Congress, in it's infinite wisdom, decided early on that tax rates needed to go up. Within three years of implementing the nations first income tax, they more than doubled the lowest and highest marginal rates. Not satisfied with the additional revenue, the top rate was pushed up to an astonishing 67% on income in excess of $2,000,000 in 1917. In 1916 there were 206 people with incomes of $1,000,000 or more, and as a result of the increase this number fell to 141 in 1917.The very next year,1918, the top tax rate was raised again to 77%, and the amount of income at which the tax was applied was reduced to $1,000,000. The number of people with incomes in excess of $1,000,000 plunged to 67. By 1921, the number of people with incomes over $1,000,000 had fallen to 21.With the number of people reporting $1,000,000 or more in income rapidly disappearing, the congress did what it always does when trying to soak the rich: they lowered the income threshold where the tax began to $200,000 (the top marginal rate was lowered to 56%). The tax increases had eliminated nearly 90% of the top earners of the era. Was that really the outcome that Congress had in mind? What Congress never learned is that if you attempt to soak the rich through tax increases the rich go away, and then you have to tax those who aren't rich.

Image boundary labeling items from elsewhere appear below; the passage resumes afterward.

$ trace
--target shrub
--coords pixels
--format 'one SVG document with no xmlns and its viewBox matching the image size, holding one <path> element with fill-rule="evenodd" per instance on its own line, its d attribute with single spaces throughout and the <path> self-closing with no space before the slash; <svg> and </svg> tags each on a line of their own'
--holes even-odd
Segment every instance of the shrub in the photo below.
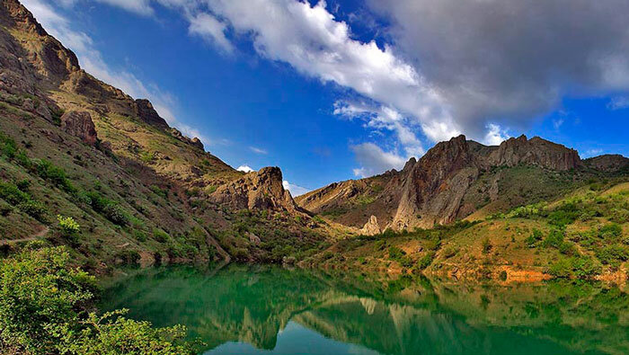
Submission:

There are many examples where the government tax increase are promoted as being a restoration of fairness, but instead produces outcomes that are injurious to the very people they seek to help. The AMT tax was another example of how Congress was once again going to restore fairness to the tax code by making the rich pay their fair share. This tax law, which was passed in 1969, targeted 150 millionaires who paid no tax due to exemptions and deductions that Congress had put into the tax code. Imagine that Congress was upset that people were taking advantage of the deductions and exemptions that congress had put in the tax code. I guess incentives really do matter. What started out as a tax on the rich has now, nearly 40 years later, turned into a tax trap for the middle class. Apparently the best that Congress can do is to offer a temporary one year fix, year after year.
The Capital Gains Tax, pure and simple, is a Tax on Capitalism. Jack Kemp has been rightly saying for years that you can't have capitalism without capital. When you raise the rate on capital gains you choke off the access to capital for America's entrepreneurs (the folks who produce the bulk of the jobs in this country) and you reduce the amount of revenue the government receives in the form of capital gains taxes. Investors aren't stupid. They won't invest their money if they can't get a return. Nixon proved this again in 1969 when he raised the Capital Gains tax rate to 45%. The number of initial public offerings plummeted throughout the decade of the 70's. In 1969, 1298 companies completed initial public offerings. By 1978, that number had dropped to 18. No wonder the 70's didn't produce any new "go go" companies. They didn't produce any new companies. The Dow Jone Average, which started the decade at 744, ended the decade at 806. How much revenue do you think the capital gains tax generated?
Once again, we are hearing that tax rates on the rich need to be raised so that we can spread the wealth around. There is that fairness thing again. Get a firm grip on your wallet because it won't be any different this time! When the the top income earners are once again punished by the tax code, they and their tax revenue will disappear, just like last time and the time before that. The government will once again move further down the income ladder in search of the revenue they desire. The only difference is that this time it will happen faster, because now the rich are not folks who earn $10,000,000. They are folks who earn $250,000 or $200,000 or $150,000or $120,000. They are you and me!